In re Jeacock

269 A.D. 725 | N.Y. App. Div. | 1945

Orders reversed on the law and facts, with ten dollars costs and disbursements, and a new hearing granted as to each respondent. Memorandum: The record before us shows no rational basis for the orders denying the applications to punish the respondents for contempt in failing to comply with the order of the Supreme Court directing them to contribute to the support of their indigent parents. If they were unable to comply with the- order, they should have moved to vacate or modify it. (Geller v. Flamount Realty Corp., 260 N. Y. 346, 351.) Orders of the Supreme Court must be implicitly obeyed.

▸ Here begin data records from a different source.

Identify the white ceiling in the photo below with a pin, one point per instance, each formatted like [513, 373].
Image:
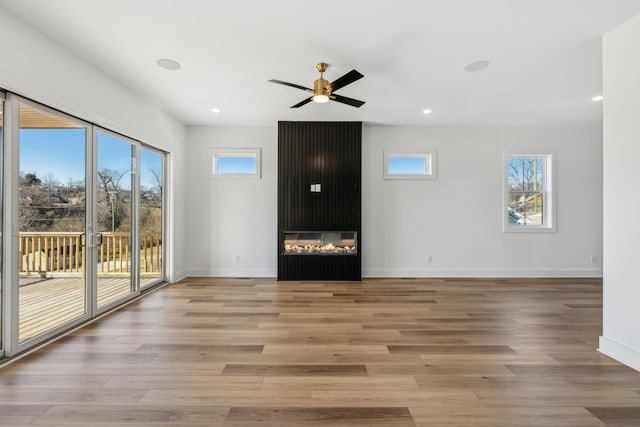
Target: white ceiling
[545, 56]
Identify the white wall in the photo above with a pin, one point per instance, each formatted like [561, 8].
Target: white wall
[621, 314]
[232, 217]
[456, 219]
[35, 67]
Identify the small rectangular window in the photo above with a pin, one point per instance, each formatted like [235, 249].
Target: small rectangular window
[409, 164]
[528, 192]
[234, 163]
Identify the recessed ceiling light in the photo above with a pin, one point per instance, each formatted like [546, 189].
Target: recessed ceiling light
[474, 66]
[168, 64]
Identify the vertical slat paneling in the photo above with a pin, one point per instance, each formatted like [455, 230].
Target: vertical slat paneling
[330, 154]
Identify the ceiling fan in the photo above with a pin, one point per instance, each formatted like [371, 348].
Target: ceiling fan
[323, 91]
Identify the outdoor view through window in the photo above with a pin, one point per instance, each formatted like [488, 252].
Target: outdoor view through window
[54, 213]
[526, 190]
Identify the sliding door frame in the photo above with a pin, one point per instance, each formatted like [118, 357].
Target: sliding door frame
[10, 173]
[11, 222]
[135, 200]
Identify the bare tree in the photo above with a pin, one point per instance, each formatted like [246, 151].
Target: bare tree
[112, 196]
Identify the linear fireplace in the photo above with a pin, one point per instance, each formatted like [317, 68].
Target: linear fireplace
[319, 200]
[320, 243]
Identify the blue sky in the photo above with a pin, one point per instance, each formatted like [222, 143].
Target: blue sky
[407, 165]
[233, 165]
[61, 153]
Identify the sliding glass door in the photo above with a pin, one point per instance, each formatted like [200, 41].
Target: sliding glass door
[151, 216]
[86, 209]
[1, 214]
[52, 213]
[116, 253]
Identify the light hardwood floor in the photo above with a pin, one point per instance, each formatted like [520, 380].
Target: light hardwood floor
[414, 352]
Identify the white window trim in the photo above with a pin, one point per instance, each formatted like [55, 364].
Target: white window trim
[429, 154]
[233, 152]
[550, 185]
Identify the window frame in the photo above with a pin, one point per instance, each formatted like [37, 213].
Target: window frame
[429, 154]
[216, 153]
[548, 192]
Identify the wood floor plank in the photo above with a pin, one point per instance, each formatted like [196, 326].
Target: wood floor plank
[381, 352]
[293, 370]
[337, 416]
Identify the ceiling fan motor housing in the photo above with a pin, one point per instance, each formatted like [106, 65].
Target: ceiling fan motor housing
[321, 87]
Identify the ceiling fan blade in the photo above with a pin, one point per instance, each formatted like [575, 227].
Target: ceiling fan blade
[301, 103]
[345, 100]
[280, 82]
[348, 78]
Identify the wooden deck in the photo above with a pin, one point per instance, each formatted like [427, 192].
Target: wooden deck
[392, 352]
[49, 303]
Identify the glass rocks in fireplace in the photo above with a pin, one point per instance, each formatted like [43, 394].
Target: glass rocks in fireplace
[320, 243]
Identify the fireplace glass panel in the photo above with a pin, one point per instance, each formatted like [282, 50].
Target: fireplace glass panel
[320, 243]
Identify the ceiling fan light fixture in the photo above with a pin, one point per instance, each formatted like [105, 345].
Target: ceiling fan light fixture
[320, 99]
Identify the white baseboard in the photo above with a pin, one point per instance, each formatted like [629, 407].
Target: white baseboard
[178, 276]
[620, 352]
[397, 272]
[233, 272]
[382, 272]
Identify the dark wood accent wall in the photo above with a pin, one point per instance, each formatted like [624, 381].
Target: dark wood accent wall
[329, 154]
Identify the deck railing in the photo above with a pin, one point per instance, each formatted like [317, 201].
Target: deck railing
[57, 253]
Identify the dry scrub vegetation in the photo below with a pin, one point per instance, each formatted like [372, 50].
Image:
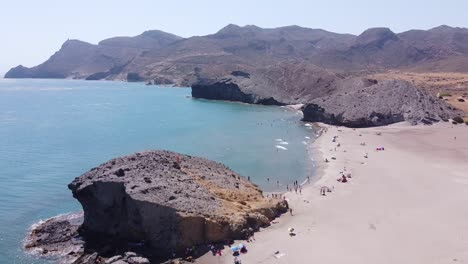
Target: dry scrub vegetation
[450, 85]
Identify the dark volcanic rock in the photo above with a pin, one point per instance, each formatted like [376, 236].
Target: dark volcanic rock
[169, 201]
[376, 104]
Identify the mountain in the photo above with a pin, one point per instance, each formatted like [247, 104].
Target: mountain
[164, 58]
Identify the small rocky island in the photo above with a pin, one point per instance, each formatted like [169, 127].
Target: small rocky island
[154, 205]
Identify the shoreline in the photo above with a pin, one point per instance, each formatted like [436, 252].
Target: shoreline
[396, 207]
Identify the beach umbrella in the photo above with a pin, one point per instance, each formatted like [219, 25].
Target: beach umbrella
[234, 248]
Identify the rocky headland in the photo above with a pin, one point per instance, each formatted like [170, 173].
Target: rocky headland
[329, 97]
[163, 58]
[157, 204]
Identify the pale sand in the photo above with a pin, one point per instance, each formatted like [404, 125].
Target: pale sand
[407, 204]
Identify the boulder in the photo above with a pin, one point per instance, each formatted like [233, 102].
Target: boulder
[169, 201]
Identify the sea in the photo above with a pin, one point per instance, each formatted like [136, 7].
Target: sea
[52, 131]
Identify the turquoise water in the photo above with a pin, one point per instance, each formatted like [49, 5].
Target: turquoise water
[54, 130]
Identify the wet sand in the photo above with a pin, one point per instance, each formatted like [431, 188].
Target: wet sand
[406, 204]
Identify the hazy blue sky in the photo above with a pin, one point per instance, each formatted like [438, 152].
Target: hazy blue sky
[32, 30]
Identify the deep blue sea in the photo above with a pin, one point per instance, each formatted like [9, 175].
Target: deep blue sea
[52, 131]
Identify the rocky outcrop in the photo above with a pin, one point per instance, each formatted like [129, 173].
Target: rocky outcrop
[278, 84]
[375, 103]
[155, 54]
[169, 201]
[229, 90]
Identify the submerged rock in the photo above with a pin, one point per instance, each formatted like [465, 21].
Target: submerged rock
[168, 202]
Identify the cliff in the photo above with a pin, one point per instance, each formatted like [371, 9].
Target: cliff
[169, 202]
[158, 56]
[278, 84]
[377, 103]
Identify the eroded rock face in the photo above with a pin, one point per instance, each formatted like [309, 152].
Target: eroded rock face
[376, 104]
[278, 84]
[170, 201]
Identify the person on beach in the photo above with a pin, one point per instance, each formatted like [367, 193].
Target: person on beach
[323, 190]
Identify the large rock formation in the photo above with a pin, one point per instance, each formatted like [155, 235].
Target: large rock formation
[278, 84]
[169, 202]
[365, 103]
[156, 55]
[329, 97]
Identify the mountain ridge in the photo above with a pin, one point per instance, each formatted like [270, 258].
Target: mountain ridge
[160, 57]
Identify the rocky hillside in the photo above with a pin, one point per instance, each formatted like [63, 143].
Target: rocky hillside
[329, 97]
[378, 103]
[278, 84]
[164, 58]
[169, 202]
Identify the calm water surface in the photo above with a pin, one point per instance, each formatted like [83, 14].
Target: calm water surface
[54, 130]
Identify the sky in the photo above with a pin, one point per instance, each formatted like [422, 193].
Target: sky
[32, 30]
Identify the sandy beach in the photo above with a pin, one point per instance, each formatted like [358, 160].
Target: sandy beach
[405, 204]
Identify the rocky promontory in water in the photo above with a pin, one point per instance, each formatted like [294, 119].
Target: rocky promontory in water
[329, 97]
[157, 204]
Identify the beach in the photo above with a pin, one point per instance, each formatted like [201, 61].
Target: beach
[404, 204]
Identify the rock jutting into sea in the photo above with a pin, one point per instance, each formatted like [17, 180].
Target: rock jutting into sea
[328, 97]
[158, 204]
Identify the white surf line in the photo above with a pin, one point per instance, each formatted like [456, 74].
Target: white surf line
[281, 147]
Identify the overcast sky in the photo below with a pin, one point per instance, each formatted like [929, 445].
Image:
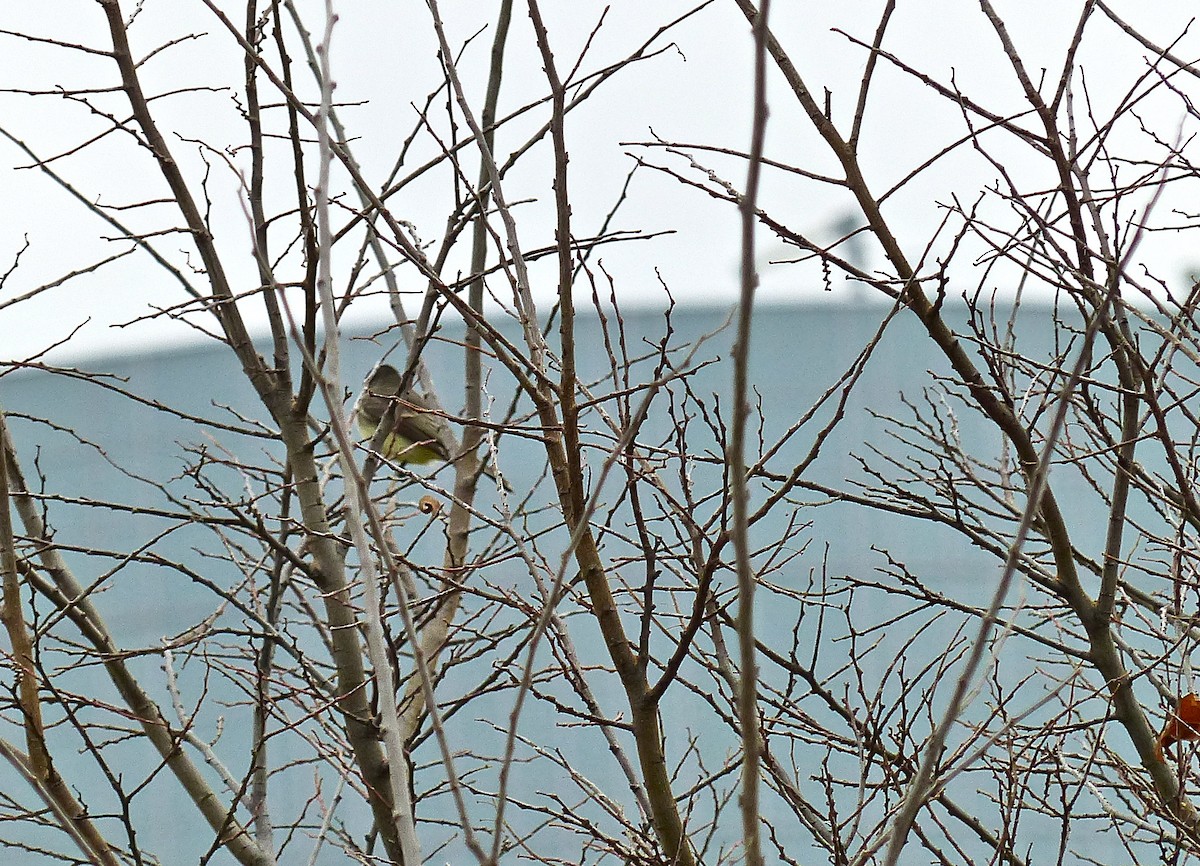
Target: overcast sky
[384, 61]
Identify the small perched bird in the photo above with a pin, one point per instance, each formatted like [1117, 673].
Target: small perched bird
[1183, 725]
[414, 420]
[414, 433]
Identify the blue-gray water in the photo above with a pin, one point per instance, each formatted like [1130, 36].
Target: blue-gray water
[797, 354]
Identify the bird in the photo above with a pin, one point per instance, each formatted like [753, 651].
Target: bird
[1183, 725]
[413, 435]
[414, 432]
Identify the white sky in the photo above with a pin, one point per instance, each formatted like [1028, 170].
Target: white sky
[383, 55]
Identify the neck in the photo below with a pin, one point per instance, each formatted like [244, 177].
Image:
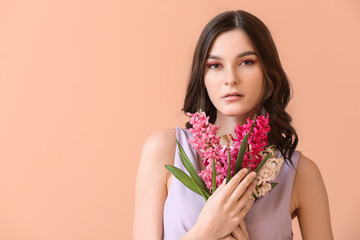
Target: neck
[228, 123]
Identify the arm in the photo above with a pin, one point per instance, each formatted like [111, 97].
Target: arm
[150, 191]
[312, 201]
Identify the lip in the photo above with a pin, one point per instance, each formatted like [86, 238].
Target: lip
[233, 96]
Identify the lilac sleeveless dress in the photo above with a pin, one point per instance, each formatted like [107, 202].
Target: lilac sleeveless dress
[268, 218]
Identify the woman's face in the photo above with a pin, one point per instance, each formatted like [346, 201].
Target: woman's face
[233, 75]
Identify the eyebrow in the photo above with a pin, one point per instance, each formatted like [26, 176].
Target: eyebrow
[238, 56]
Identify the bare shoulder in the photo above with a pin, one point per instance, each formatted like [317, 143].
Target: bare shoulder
[161, 144]
[150, 190]
[158, 150]
[312, 205]
[307, 170]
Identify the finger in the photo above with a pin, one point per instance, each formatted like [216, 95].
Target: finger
[244, 198]
[244, 210]
[244, 229]
[218, 189]
[234, 182]
[243, 186]
[229, 237]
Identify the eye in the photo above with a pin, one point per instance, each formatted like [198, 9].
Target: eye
[247, 62]
[213, 65]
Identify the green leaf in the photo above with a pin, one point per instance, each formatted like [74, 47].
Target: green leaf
[262, 162]
[214, 176]
[183, 177]
[192, 171]
[228, 176]
[241, 153]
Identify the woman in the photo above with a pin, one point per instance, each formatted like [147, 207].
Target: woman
[236, 73]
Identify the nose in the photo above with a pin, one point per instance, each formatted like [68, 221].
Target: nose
[231, 77]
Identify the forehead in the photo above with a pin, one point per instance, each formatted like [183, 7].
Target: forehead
[231, 43]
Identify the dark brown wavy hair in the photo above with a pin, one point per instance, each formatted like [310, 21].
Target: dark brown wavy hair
[277, 90]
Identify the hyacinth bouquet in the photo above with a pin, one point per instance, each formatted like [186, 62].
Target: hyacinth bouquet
[248, 150]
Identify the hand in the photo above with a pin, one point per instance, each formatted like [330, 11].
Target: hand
[239, 233]
[226, 208]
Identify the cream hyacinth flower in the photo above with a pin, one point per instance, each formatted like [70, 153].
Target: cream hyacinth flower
[267, 174]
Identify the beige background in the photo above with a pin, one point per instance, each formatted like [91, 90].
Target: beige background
[83, 83]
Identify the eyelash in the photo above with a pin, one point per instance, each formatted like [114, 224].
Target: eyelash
[210, 65]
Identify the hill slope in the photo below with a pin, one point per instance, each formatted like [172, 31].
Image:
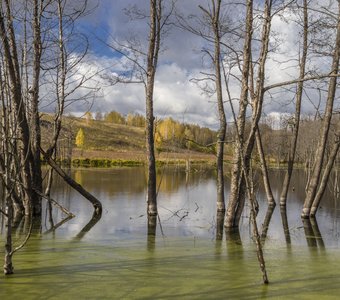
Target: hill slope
[109, 141]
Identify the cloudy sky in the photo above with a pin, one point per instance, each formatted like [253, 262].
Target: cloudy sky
[181, 60]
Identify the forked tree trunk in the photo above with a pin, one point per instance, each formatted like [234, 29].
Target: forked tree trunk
[215, 23]
[320, 152]
[236, 169]
[292, 150]
[152, 59]
[264, 170]
[325, 177]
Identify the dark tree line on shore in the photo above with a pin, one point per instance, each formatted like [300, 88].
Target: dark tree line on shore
[41, 52]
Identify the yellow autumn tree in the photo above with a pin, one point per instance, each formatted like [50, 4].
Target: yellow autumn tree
[169, 132]
[80, 138]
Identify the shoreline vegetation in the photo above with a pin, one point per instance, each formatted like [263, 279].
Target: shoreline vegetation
[104, 144]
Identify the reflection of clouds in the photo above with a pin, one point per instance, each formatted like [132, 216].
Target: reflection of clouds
[124, 207]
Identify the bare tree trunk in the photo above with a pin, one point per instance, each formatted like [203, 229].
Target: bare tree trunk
[8, 265]
[12, 68]
[94, 201]
[319, 156]
[221, 113]
[325, 178]
[257, 101]
[152, 59]
[34, 114]
[236, 169]
[292, 150]
[213, 16]
[264, 169]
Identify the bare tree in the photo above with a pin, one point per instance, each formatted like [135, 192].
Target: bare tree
[320, 151]
[142, 69]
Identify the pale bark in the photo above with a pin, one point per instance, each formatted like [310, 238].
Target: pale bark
[320, 152]
[94, 201]
[236, 169]
[12, 68]
[264, 170]
[292, 150]
[325, 178]
[152, 59]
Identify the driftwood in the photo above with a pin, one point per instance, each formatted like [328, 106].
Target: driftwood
[94, 201]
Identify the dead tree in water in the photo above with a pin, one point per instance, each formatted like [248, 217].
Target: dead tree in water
[142, 67]
[320, 151]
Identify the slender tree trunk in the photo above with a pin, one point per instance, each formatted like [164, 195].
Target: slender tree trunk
[240, 124]
[221, 113]
[152, 59]
[35, 119]
[12, 67]
[94, 201]
[264, 169]
[257, 109]
[292, 150]
[325, 178]
[8, 265]
[319, 156]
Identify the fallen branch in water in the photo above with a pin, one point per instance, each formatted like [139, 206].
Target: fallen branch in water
[94, 201]
[55, 203]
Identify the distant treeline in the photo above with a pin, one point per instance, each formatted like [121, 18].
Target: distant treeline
[169, 133]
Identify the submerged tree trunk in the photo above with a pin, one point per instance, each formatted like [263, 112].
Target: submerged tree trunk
[238, 192]
[325, 177]
[240, 124]
[213, 15]
[94, 201]
[221, 113]
[152, 59]
[320, 152]
[292, 150]
[264, 169]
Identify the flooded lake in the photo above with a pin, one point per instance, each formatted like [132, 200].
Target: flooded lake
[186, 255]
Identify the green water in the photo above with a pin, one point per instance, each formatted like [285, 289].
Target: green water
[115, 258]
[180, 268]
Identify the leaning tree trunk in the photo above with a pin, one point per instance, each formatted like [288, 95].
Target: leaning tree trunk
[325, 177]
[13, 70]
[154, 45]
[320, 152]
[240, 124]
[292, 150]
[264, 169]
[257, 102]
[35, 119]
[215, 18]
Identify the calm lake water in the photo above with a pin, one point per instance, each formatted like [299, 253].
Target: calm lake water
[186, 255]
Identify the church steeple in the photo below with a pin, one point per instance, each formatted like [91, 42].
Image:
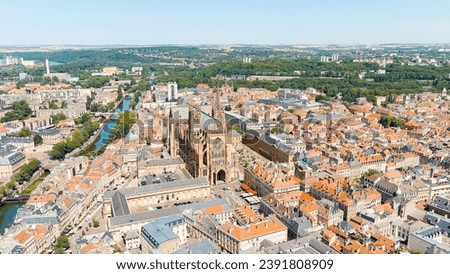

Orderly jurisprudence “ forbids that litigants should be permitted, under plea of hardship or injustice, real or pretended, to nullify dr set at nought orders or decrees, however improvidently made, even if it may seem certain that the court acted in granting them *726under misapprehension or mistake. [And cases cited.] ” (Ketchum v. Edwards, 153 N. Y. 534, 539.) The appellant requested the court, in case of reversal, to remit the proceedings to Special Term for new hearings. While the proof before the Special Term would have justified the court in adjudging the respondents in contempt, we deem it wise to comply with the request of the appellant. The orders should be reversed and the matters remitted to any Special Term in Erie County for new hearings. All concur. (The orders adjudge the respondents not to be in contempt of court and dismiss the proceeding as to each of them.) Present — Taylor, P. J., Dowling, Harris, McCurn and Larkin, JJ.